Jean Louis Ebénézer Reynier (14 January 1771 – 27 February 1814) rose in rank to become a French army general officer during the French Revolutionary Wars. He led a division under Napoleon Bonaparte in the French Campaign in Egypt and Syria. During the Napoleonic Wars he continued to hold important combat commands, eventually leading an army corps during the Peninsular War in 1810-1811 and during the War of the Sixth Coalition in 1812-1813.
Reynier joined the French army as a gunner in 1792 and fought at the Battle of Jemappes that year. He received promotion to general of brigade in January 1795. He was General Jean Moreau's chief-of-staff in 1796 and soon became a general of division. He went on Napoleon's Egyptian expedition in 1798 and commanded a division at the Battle of the Pyramids, the Siege of El Arish and the siege of Acre. Later, under the command of General Jacques-Francois Menou he defended against the British counter-invasion of Egypt in 1801. His division was present but not engaged in the Battle of Alexandria. After returning to France, Reynier killed a fellow general in a duel and was under a cloud for a time.

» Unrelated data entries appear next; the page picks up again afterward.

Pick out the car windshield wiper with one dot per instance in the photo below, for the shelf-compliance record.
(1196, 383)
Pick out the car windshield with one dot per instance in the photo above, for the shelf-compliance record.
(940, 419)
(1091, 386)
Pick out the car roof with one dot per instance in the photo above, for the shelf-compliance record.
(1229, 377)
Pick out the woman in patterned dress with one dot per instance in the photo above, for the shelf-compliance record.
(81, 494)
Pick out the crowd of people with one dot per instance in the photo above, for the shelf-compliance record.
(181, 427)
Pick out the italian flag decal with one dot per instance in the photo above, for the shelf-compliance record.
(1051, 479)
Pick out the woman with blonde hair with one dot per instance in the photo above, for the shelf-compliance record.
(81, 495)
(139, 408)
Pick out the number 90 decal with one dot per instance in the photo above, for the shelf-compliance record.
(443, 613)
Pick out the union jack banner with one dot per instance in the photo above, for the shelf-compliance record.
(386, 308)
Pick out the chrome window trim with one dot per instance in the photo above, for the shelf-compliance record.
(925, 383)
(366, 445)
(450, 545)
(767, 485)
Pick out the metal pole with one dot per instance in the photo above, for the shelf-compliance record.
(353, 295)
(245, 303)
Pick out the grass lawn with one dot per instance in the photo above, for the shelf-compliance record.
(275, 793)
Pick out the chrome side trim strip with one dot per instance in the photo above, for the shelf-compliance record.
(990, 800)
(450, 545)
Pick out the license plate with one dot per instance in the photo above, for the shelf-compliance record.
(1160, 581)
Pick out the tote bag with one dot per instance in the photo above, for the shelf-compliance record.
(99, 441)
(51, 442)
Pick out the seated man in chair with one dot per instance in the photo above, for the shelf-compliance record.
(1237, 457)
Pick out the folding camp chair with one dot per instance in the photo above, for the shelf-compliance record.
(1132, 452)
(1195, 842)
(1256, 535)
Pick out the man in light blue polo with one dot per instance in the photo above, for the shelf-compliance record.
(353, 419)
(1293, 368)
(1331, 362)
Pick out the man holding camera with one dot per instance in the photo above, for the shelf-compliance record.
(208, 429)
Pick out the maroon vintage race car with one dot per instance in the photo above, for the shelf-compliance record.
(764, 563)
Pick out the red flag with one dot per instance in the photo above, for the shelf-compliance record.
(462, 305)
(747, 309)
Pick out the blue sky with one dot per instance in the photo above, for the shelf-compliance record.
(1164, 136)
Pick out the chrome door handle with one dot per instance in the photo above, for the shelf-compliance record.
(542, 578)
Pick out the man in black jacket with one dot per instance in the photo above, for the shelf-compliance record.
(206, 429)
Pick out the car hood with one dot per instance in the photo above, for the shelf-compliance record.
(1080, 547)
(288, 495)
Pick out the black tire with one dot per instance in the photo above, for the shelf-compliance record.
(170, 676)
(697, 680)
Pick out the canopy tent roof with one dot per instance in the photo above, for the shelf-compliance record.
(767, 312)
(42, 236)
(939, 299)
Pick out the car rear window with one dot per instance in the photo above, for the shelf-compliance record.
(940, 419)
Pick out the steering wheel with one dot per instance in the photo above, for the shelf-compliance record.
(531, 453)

Reynier fought with the army of Marshal André Masséna in the 1805 Italian theater. On 24 November, his 2nd Division helped capture Prince Louis Victor Rohan-Guéméné's 4,400 Austrians at the Battle of Castelfranco Veneto. Reynier's 6,000 Frenchmen routed the 10,000-man army of the Bourbon Kingdom of Naples and Sicily at the Battle of Campo Tenese on 9 March 1806. This victory helped Napoleon to install his brother Joseph Bonaparte on the throne of the newly created Napoleonic Kingdom of Naples. On 4 July of that year, a British raiding force inflicted a severe drubbing on an overconfident Reynier at the Battle of Maida in southern Italy. Reynier was later able to reassert French control of the area via the French victory at Mileto and served under King Joseph as his Minister of War and Marine.